As a policy advisor in San Antonio to then-Mayor Julian Castro, Manoj Mate led the launch of the city’s first Mayor’s Fitness Council, bringing together partners from health departments, nonprofit organizations like the YMCA and a grocery store chain to help improve health and wellness.
“While government can be a major driver of progress, public-private partnerships involving the community, private sector, and nonprofits are critical to the success of transformational change,” Mate says.
Mate brings this experience in coalition building and a passion for social justice and equity to his new role as the inaugural faculty director of DePaul Law’s Racial Justice Initiative.
Launched in the fall, the initiative will bring together students, lawyers, researchers, policymakers and activists to collaborate on community-driven solutions to advance racial justice, specifically in Chicago and Illinois. Working at the nexus of public policy and the legal system, RJI will take an interdisciplinary approach to tackling racial injustice and inequity in policing, housing, economic opportunity, education, health and voting rights.
Mate, who in his decade as a legal academic has also worked on voting rights initiatives, is not intimidated by the long list of challenges the RJI aims to take on.
“We often have siloed approaches to policy change," he says. "Our initiative seeks to promote collaboration and build synergies across different sectors and constituencies.”
Nathan Fleming, the inaugural fellow, shares this view and connects it to his extensive experience in local government policy. For the last several years, he served as legislative and committee director of the Council of the District of Columbia, where he developed programs to address housing insecurity, reform policing and promote entrepreneurship in the nation’s capital.

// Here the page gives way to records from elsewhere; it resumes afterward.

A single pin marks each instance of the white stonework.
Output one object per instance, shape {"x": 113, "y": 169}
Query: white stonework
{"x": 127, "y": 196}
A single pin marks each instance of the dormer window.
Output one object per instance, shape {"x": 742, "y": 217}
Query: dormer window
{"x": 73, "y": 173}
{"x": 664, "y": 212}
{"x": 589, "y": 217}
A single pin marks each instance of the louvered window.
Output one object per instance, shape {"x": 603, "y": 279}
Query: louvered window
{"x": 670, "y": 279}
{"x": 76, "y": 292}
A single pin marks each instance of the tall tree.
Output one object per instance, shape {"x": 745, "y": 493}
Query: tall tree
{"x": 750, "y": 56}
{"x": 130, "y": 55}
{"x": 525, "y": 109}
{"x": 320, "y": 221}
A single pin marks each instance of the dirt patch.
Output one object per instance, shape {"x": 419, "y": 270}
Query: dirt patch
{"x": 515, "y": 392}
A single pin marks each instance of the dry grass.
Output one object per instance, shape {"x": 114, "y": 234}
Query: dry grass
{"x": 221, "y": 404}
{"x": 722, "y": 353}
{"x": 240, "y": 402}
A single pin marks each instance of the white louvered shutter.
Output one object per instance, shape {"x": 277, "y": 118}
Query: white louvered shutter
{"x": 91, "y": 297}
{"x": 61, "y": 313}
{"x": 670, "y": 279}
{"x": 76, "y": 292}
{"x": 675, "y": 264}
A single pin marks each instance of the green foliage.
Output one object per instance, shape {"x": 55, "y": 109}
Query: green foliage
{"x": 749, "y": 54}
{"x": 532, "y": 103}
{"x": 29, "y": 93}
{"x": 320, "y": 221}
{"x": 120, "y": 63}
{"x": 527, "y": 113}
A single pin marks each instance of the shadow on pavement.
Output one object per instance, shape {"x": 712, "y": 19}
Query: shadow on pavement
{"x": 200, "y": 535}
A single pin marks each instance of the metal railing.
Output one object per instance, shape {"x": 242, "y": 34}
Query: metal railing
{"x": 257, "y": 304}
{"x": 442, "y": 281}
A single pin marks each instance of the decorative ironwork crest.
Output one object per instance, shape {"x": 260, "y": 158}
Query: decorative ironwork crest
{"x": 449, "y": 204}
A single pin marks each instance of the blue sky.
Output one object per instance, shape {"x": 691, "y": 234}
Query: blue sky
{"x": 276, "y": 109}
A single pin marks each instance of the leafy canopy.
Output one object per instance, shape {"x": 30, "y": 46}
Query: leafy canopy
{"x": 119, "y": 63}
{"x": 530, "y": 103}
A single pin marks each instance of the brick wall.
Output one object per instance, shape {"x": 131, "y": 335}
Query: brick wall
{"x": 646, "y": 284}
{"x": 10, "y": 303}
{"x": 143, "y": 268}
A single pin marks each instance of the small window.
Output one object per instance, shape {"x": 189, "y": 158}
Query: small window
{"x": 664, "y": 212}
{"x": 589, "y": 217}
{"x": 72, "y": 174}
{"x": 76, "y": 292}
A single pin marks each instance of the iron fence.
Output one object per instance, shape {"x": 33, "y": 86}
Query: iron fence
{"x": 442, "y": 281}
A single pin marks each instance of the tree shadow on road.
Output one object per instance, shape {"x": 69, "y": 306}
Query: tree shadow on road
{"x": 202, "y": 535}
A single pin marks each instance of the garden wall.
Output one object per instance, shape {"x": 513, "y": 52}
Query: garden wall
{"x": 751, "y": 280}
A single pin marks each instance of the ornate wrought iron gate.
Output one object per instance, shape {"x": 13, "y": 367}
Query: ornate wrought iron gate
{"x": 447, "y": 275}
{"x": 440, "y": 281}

Fleming is earning his doctorate in education from the University of Pennsylvania and views his role as a scholar and activist.
“I’ve been intentional about not only being in the marketplace of ideas and a producer of research, but also having an opportunity to implement what we're learning," he notes.
Providing both research and practical application was part of the reason Julie Lawton, clinical law professor, collaborated with advancement on the creation of the RJI through a private donor.
“There is significant need in Chicago for action. I wanted the initiative to really allow us to do something that would have an effect and not just be further conversation,” Lawton says.
Law students will also have the opportunity to contribute to the RJI through work as research assistants. The initiative will hire its first set of research assistants in the spring.
The RJI is an extension of the law school’s long-standing commitment to diversity, equity and inclusion, as well as the city of Chicago, says Jennifer Rosato Perea, dean for the college.
“We continue to address the pressing needs of the city’s most vulnerable populations through experiential learning, pro bono work, and our programs of excellence,” she says. “Through this initiative, we can create synergies and bring in more collaborators and partners to make this work even more impactful.”
Mate holds a JD from Harvard Law School and a doctorate in political science from the University of California, Berkeley. Fleming earned law and public policy degrees in a joint program between Berkeley and Harvard. Fleming also served his hometown as the District of Columbia’s Shadow U.S. Representative, an elected advocate for the district’s statehood and self-determination in Congress.